Better. Punchier. Let the reader have her experience without my interference.
“[The long snake of Propofol] joins the dark river of Mrs. Campbell’s blood in a languid flow along the interior of her arm, turning sharply at the chest wall toward her right heart, where it mixes with more dark blood and is forced into her lungs.”
I’m describing the flow of an anesthetic agent, Propofol, through a patient’s body. Considering it’s dry, technical medicine, I’m pleased with the sentence. But sharply sticks out to me. It’s accurate, but a mouthful. Is there something else, say, a verb, that reflects a sharp turn? Here you go:
“[The long snake of Propofol] joins the dark river of Mrs. Campbell’s blood in a languid flow along the interior of her arm, cornering at the chest wall and making for her right heart, where it mixes with more dark blood and is forced into her lungs.”
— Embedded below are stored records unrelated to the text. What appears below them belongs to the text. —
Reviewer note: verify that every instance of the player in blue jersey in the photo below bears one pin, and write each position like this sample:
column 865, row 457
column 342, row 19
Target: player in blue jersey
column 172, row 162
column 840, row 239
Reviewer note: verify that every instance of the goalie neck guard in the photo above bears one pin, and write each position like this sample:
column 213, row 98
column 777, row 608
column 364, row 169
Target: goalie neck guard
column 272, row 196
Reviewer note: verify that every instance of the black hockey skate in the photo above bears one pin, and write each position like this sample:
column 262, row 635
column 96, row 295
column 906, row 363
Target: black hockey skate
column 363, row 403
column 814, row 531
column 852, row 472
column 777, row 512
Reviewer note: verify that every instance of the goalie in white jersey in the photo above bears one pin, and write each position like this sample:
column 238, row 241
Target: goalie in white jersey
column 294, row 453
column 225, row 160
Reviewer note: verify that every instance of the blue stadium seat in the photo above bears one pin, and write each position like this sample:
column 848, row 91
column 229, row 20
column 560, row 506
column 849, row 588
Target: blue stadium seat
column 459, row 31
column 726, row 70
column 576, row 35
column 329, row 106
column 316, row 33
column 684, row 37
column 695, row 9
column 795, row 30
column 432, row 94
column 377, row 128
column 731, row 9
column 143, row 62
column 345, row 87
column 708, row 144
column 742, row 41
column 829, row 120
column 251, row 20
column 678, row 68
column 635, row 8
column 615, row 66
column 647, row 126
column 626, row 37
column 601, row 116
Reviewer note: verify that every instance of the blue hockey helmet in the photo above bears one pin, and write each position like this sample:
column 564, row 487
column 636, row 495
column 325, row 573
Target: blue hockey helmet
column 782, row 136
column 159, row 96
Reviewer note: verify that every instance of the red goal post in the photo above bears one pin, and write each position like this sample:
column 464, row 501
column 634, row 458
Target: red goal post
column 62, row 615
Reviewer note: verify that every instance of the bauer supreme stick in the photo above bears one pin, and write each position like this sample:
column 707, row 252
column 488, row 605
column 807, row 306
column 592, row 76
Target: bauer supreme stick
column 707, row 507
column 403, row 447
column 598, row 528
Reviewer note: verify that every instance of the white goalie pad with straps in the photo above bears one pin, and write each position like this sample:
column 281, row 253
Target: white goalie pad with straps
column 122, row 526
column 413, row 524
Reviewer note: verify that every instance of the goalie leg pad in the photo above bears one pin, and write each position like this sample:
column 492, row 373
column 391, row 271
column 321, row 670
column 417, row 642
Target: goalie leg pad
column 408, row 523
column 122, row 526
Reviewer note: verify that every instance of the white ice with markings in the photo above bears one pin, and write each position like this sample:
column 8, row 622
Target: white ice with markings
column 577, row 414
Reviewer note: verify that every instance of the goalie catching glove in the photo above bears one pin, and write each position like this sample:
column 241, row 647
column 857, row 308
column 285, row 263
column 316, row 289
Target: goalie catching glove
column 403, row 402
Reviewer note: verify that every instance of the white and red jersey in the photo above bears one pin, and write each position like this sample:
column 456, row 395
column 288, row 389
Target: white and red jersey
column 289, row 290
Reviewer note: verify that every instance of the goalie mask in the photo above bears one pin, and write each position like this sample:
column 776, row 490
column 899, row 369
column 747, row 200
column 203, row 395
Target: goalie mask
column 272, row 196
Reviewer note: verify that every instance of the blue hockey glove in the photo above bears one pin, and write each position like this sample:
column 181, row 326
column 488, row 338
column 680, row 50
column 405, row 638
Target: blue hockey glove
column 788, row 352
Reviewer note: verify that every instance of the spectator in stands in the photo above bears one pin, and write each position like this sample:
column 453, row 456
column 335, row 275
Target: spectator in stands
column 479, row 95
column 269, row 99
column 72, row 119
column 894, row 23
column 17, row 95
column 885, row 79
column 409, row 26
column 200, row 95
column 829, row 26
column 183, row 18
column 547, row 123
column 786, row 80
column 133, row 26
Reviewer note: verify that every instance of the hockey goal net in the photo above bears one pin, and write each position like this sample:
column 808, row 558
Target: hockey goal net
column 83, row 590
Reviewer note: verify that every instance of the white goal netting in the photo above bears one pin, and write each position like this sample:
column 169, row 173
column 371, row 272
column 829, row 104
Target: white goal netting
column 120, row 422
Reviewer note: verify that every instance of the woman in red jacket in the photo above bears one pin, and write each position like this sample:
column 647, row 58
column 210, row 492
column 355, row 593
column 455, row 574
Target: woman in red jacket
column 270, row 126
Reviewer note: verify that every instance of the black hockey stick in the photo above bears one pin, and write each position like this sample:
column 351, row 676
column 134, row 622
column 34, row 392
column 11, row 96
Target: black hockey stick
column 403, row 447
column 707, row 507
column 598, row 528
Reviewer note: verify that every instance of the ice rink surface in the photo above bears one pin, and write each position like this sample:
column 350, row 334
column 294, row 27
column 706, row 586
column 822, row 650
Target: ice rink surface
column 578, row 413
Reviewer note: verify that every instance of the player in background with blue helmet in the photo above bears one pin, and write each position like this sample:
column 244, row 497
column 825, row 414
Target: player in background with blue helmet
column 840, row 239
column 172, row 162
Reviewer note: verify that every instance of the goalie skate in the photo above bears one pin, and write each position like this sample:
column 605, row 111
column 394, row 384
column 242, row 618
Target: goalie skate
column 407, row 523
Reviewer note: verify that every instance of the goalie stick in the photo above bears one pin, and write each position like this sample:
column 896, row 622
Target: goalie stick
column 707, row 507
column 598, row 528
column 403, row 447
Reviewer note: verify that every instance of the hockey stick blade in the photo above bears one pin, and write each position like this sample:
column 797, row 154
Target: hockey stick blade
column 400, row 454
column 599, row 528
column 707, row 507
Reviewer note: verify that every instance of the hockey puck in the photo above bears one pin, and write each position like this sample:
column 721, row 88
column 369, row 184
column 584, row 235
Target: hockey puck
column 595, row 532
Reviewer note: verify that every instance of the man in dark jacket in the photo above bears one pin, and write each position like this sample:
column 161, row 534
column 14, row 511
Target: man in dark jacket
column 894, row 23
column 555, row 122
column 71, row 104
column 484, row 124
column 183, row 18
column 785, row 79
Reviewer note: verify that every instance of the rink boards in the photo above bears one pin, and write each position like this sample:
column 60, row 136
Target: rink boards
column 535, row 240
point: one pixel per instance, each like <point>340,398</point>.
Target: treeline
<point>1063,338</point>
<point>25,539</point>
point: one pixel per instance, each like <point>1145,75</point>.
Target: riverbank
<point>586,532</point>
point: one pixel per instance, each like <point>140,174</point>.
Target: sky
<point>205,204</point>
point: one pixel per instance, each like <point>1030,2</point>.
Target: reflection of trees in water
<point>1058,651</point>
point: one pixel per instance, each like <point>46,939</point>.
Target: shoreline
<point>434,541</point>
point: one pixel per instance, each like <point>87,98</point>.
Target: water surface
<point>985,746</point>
Cornering for turning sharply is a clear win. It means the same, but it’s more economical, and it adds the implication of a vehicle scooting along. I get my quarter back, plus a free racing car.
“Gradually and imperceptibly, the mysterious power he’d come to regard as his own worked in turn on him, as if day by day Alex absorbed the anesthesia into his own system and it began to etherize him.”
My main character again, suffering a side effect of his profession. I thought long and long about gradually and imperceptibly. The two adverbs working in tandem say exactly what I want, and the sentence would suffer without them. Still, two is a lot. I suppose I could have done with one, but I didn’t want to choose between them. I tried thinking outside the box by looking for a metaphor that contained both. Here’s what I came up with:
“With tapeworm stealth, the mysterious power he’d come to regard as his own worked in turn on him, as if day by day Alex absorbed the anesthesia into his own system and it began to etherize him.”
I like this result. Tapeworms are gradual and imperceptible, they’re in the medical game, and they have the added benefit of creepiness, which serves well here.
Finally, here’s an adverb I kept:
“’Any questions?’ the man said, apparently to Alex.”
Here I’m describing the first time Alex saw an anesthetic performed. Up to this point, the anesthesiologist seemed oblivious to him. Now it turns out he noticed Alex the whole time. Is anyone else in the room? Yes—but Alex is the only one who’s been watching the man. Apparently implies all this. That’s a lot of mileage to get from an adverb. It’s worth my quarter.
There you have it. We’re all writers, after all, even if only of grocery lists. And you don’t want adverbs on grocery lists. I haven’t talked about how one comes up with new verbs and metaphors. Perhaps another day. Good metaphors don’t grow on trees (my point exactly) after all. Is there a metaphor store? I wish.
Is there an anti-adverb dictionary? Sort of. Type in your adverb or adverbial phrase into a reverse dictionary and see what you come up with. Here’s a good one: One Look
Finally, I apply everything here to narrative, not dialogue. If my character is an adverbial type, I let him be.